Turgi wird also alle drei freien Gemeinderatssitze neu besetzen können – und doch sind nicht alle im Dorf glücklich mit dieser Nachricht, und vor allem mit dem Foto. Denn dass amtierende Gemeinderäte und Neu-Kandidierende gemeinsam vor dem Gemeindehaus posieren, dies vor der Wahl und vor Ablauf der Anmeldefrist diesen Freitag, sorgt für Kritik.

Martin Christen, Vorsitzender der SP-Ortsgruppe Turgi, kritisiert: «Das Foto ist sonderbar, nicht sehr demokratisch und stillos»

Und er sagt weiter: «Das Foto scheint eine Art Machtdemonstration zu sein. Die Gruppe posiert vor dem Gemeindehaus und stellt das Ergebnis dar, noch bevor eine Wahl stattgefunden hat. Die Gruppe verbreitet damit die Botschaft: So hat der neue Gemeinderat auszusehen.»

Fünfergruppe erhält Konkurrenz

Warum wurde dieses Foto gemacht?

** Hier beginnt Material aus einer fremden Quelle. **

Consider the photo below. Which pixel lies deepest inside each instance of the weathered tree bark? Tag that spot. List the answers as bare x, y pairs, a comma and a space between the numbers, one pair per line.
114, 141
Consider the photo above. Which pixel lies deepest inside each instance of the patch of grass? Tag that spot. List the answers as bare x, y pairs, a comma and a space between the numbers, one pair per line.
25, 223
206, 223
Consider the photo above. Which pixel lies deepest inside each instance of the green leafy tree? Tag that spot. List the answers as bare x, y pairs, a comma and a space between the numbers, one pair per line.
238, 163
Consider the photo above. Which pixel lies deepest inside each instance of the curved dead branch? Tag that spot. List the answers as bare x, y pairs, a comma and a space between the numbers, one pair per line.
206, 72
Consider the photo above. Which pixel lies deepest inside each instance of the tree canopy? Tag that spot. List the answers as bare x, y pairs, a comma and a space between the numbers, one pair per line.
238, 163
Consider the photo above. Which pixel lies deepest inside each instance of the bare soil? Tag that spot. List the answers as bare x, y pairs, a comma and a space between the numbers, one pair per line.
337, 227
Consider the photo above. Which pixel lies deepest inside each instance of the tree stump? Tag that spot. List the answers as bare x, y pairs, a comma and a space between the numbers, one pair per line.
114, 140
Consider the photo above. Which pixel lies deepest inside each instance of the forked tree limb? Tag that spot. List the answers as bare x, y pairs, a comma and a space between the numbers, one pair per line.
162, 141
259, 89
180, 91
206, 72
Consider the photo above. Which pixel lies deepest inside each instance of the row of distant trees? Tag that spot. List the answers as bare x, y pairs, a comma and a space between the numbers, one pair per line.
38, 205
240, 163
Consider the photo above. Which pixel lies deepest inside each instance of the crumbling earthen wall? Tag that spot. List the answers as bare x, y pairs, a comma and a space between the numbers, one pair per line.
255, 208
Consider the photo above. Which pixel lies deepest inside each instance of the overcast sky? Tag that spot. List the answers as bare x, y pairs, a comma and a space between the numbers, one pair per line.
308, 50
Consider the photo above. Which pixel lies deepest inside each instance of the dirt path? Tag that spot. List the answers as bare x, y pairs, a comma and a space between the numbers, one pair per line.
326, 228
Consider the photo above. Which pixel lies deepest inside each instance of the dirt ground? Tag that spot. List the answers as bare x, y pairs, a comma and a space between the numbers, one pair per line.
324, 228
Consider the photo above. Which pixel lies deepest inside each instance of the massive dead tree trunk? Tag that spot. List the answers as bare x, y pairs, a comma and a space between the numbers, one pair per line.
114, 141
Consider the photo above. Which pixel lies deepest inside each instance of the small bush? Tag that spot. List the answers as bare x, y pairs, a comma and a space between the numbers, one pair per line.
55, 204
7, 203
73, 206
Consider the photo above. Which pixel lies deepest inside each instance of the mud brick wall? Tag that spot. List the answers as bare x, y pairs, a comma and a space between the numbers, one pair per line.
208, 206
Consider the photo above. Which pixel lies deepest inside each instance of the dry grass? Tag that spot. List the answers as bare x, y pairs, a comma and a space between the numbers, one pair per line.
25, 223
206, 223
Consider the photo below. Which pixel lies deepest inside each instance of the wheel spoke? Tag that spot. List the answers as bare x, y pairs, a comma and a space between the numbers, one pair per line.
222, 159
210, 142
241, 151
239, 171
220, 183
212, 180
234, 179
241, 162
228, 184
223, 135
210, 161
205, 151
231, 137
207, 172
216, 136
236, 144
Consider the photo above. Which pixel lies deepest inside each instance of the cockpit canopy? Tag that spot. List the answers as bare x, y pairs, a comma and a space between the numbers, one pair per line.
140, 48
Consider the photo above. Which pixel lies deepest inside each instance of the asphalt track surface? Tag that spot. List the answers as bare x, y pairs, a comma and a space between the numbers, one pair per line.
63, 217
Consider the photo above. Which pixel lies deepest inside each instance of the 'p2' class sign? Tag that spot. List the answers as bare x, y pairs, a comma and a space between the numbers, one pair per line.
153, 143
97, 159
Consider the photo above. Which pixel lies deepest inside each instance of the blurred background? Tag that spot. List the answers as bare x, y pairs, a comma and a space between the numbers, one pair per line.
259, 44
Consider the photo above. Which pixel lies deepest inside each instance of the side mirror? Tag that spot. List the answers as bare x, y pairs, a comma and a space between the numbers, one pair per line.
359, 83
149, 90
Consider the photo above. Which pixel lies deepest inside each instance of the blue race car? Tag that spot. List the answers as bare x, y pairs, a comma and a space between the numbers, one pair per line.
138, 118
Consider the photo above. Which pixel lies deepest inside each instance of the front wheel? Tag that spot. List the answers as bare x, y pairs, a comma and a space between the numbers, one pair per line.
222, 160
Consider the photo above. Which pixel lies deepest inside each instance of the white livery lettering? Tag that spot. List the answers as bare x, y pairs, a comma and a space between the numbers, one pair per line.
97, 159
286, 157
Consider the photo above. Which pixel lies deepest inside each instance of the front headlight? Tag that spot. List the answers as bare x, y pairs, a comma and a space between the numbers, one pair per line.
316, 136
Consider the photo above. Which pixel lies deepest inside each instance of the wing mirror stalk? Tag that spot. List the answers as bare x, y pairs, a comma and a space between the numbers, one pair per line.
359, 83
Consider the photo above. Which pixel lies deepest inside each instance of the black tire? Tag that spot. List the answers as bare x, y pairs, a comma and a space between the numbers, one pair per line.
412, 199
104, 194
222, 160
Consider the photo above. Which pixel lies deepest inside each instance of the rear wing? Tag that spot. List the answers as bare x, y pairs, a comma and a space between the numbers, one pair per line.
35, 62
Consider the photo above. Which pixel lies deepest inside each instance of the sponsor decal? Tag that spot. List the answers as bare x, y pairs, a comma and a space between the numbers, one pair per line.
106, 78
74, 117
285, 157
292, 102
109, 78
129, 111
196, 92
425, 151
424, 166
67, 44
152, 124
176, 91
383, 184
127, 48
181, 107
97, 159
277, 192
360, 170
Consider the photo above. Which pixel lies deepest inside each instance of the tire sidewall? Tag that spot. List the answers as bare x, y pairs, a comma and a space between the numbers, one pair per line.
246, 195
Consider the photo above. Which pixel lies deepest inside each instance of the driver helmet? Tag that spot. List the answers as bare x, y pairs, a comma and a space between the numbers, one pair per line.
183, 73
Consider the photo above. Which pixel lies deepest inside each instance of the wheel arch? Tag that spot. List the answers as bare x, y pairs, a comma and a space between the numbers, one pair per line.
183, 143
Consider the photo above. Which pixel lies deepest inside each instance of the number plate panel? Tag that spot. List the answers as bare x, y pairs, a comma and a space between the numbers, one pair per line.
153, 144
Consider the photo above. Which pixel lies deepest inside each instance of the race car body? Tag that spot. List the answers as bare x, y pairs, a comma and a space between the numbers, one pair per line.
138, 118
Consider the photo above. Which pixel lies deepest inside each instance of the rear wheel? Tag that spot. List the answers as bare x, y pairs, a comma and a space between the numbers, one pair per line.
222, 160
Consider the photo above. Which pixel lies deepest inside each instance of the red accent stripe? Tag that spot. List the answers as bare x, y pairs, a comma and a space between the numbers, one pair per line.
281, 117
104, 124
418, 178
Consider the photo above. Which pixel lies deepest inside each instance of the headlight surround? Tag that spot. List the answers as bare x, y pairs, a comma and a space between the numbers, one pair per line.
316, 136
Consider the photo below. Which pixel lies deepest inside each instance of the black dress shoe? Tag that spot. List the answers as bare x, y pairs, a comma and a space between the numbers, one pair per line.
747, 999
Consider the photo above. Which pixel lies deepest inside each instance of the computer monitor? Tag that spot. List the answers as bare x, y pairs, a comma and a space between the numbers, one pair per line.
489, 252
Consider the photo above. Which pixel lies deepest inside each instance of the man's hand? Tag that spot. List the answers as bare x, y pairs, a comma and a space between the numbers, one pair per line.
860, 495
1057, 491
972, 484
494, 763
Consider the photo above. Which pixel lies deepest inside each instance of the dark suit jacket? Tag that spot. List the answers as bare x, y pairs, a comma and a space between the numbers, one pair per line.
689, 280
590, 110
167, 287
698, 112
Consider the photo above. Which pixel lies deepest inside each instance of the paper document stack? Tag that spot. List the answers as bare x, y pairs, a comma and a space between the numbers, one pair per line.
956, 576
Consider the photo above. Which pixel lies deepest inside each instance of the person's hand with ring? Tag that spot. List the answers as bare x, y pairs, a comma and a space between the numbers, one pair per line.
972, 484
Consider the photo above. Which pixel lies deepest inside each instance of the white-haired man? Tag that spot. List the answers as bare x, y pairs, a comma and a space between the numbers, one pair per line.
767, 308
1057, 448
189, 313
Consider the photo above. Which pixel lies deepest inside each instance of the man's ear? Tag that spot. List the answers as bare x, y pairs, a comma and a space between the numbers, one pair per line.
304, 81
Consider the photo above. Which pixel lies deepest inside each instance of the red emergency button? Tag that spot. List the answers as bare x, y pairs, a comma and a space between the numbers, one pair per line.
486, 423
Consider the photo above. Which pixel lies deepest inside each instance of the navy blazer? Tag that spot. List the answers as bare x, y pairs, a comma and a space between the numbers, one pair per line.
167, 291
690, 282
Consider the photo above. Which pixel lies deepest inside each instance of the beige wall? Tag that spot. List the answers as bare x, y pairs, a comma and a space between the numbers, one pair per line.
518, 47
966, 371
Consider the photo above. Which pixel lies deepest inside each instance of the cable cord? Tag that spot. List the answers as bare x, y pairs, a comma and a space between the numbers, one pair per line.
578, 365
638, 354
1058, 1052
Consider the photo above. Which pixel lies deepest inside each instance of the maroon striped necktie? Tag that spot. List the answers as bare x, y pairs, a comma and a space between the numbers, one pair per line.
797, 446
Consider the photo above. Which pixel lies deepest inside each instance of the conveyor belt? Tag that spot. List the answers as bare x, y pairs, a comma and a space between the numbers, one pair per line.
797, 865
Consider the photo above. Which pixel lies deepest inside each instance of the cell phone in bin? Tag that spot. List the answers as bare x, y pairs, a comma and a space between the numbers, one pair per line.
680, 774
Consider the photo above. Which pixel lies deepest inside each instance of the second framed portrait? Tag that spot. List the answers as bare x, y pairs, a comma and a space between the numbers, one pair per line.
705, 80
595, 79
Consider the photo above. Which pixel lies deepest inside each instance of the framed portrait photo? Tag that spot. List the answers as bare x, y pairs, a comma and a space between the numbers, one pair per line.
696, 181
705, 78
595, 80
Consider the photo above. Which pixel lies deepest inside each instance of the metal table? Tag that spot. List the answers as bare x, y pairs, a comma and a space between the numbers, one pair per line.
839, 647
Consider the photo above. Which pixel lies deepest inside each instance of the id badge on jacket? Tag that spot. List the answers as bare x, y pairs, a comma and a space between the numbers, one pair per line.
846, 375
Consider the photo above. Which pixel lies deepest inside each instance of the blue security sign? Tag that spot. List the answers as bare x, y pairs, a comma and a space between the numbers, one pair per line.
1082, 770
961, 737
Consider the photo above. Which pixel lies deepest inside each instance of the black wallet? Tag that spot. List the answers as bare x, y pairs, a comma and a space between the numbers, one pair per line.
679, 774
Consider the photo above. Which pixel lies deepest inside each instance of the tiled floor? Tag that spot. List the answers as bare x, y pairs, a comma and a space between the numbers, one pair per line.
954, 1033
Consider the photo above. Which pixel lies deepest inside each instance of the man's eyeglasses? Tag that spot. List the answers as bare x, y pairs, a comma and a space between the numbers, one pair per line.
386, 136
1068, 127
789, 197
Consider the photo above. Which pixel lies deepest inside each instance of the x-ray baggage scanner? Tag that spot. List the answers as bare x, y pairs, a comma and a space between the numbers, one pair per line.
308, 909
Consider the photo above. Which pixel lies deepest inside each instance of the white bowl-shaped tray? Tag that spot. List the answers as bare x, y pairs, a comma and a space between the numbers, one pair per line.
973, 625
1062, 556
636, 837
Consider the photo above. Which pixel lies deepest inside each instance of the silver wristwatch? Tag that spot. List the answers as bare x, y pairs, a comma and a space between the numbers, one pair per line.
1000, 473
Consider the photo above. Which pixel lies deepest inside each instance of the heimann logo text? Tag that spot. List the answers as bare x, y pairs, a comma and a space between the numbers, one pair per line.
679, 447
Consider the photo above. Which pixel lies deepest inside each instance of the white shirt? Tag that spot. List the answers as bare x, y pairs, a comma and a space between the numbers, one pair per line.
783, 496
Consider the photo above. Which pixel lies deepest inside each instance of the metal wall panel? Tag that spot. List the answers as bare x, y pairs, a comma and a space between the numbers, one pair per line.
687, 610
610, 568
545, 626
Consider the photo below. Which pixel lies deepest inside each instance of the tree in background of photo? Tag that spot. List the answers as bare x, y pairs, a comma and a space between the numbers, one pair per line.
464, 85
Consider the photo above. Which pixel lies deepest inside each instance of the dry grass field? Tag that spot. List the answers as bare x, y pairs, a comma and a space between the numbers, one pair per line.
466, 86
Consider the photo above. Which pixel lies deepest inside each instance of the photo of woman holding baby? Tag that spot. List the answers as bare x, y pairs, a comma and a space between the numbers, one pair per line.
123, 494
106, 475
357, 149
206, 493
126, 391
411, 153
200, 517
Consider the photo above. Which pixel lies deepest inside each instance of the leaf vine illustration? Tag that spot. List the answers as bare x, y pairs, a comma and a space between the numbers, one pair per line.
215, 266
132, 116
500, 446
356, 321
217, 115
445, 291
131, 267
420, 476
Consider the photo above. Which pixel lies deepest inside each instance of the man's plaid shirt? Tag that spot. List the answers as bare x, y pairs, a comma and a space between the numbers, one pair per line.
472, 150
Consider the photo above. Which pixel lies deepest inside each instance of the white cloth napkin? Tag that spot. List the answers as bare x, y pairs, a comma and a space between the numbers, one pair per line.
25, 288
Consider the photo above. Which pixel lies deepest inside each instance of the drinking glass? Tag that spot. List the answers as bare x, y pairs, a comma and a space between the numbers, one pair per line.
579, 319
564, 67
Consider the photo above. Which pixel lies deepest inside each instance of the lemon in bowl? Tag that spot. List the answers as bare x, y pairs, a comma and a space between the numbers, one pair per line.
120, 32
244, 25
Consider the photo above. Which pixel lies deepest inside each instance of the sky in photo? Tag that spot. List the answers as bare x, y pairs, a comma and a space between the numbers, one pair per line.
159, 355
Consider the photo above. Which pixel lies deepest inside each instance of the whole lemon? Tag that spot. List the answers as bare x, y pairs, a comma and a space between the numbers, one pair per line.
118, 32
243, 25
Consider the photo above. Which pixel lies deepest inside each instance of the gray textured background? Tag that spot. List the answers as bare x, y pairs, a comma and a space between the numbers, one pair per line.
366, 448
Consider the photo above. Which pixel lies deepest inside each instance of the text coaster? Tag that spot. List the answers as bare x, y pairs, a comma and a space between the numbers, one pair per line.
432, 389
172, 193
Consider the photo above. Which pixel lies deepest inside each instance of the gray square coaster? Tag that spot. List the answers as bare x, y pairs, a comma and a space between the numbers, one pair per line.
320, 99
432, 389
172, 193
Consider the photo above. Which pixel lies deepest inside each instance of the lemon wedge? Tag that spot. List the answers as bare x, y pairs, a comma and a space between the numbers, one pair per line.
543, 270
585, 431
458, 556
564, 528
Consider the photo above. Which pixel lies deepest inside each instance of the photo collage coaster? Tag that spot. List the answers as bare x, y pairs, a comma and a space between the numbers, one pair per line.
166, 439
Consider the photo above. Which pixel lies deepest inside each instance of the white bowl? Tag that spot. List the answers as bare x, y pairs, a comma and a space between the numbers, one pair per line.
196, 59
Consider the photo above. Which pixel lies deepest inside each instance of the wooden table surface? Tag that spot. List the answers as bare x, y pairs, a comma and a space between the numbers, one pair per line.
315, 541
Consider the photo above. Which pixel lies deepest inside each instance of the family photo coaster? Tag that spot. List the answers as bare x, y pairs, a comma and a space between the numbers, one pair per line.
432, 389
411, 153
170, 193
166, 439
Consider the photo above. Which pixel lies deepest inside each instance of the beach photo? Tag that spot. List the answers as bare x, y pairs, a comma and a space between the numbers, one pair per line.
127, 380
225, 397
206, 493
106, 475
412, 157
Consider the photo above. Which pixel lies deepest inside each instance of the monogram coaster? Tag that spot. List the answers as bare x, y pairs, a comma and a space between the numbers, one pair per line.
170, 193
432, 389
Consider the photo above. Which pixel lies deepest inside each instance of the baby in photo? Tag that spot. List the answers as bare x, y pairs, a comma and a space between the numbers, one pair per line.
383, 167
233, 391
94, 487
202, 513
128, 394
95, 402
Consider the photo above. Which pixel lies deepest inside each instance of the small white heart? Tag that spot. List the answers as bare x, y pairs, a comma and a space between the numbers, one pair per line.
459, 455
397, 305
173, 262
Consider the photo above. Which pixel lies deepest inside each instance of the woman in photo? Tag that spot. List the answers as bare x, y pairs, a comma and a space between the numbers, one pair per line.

Gemeindeammann Adrian Schoop antwortet: «Ich stelle eine Gegenfrage: Warum sollten wir ein solches Foto nicht machen? Wir sind der Meinung, dass wir ein gutes Gremium wären. Wir könnten uns vorstellen, ein gutes Team zu sein. Für uns alle gilt: Wir müssen am 26. September neu gewählt werden. Nun treten wir quasi als überparteiliche Gruppierung gemeinsam auf.»

Er sei seit über zehn Jahren in der Kommunalpolitik, sagt Schoop, und habe sich in diesem Fall auf seine Intuition verlassen. «Ich finde dieses Foto legitim.»

Doch die Fünfergruppe erhält Konkurrenz: Laut Martin Christen von der SP-Ortsgruppe Turgi hat sich auch Madlon Lindenmann zur Wahl angemeldet. Sie bestätigt ihre Kandidatur auf Anfrage.

Die Wahlempfehlung von Links-Grün

Die Links-Grünen Parteien in Turgi, also SP, IG und Grüne, trafen sich gestern Dienstagabend. Der Entscheid fiel nach Redaktionsschluss, aber am Nachmittag deutete alles darauf hin, dass die drei Parteien Madlon Lindenmann und Lucia Vettori zur Wahl empfehlen werden. Martin Christen: «Schön ist, dass es derzeit ganz nach einer Frauenmehrheit im Gemeinderat von Turgi aussieht.»

Zurück zur Fünfergruppe auf dem Foto. Pascale Marder, eine der Neu-Kandidierenden, sagt: «Die Idee des Fotos ist zu zeigen, dass wir uns vorstellen können, zusammenzuarbeiten und ein Gremium zu bilden. Selbstverständlich ist es durchaus möglich, dass eine andere Person gewählt wird, das ist der demokratische Prozess.»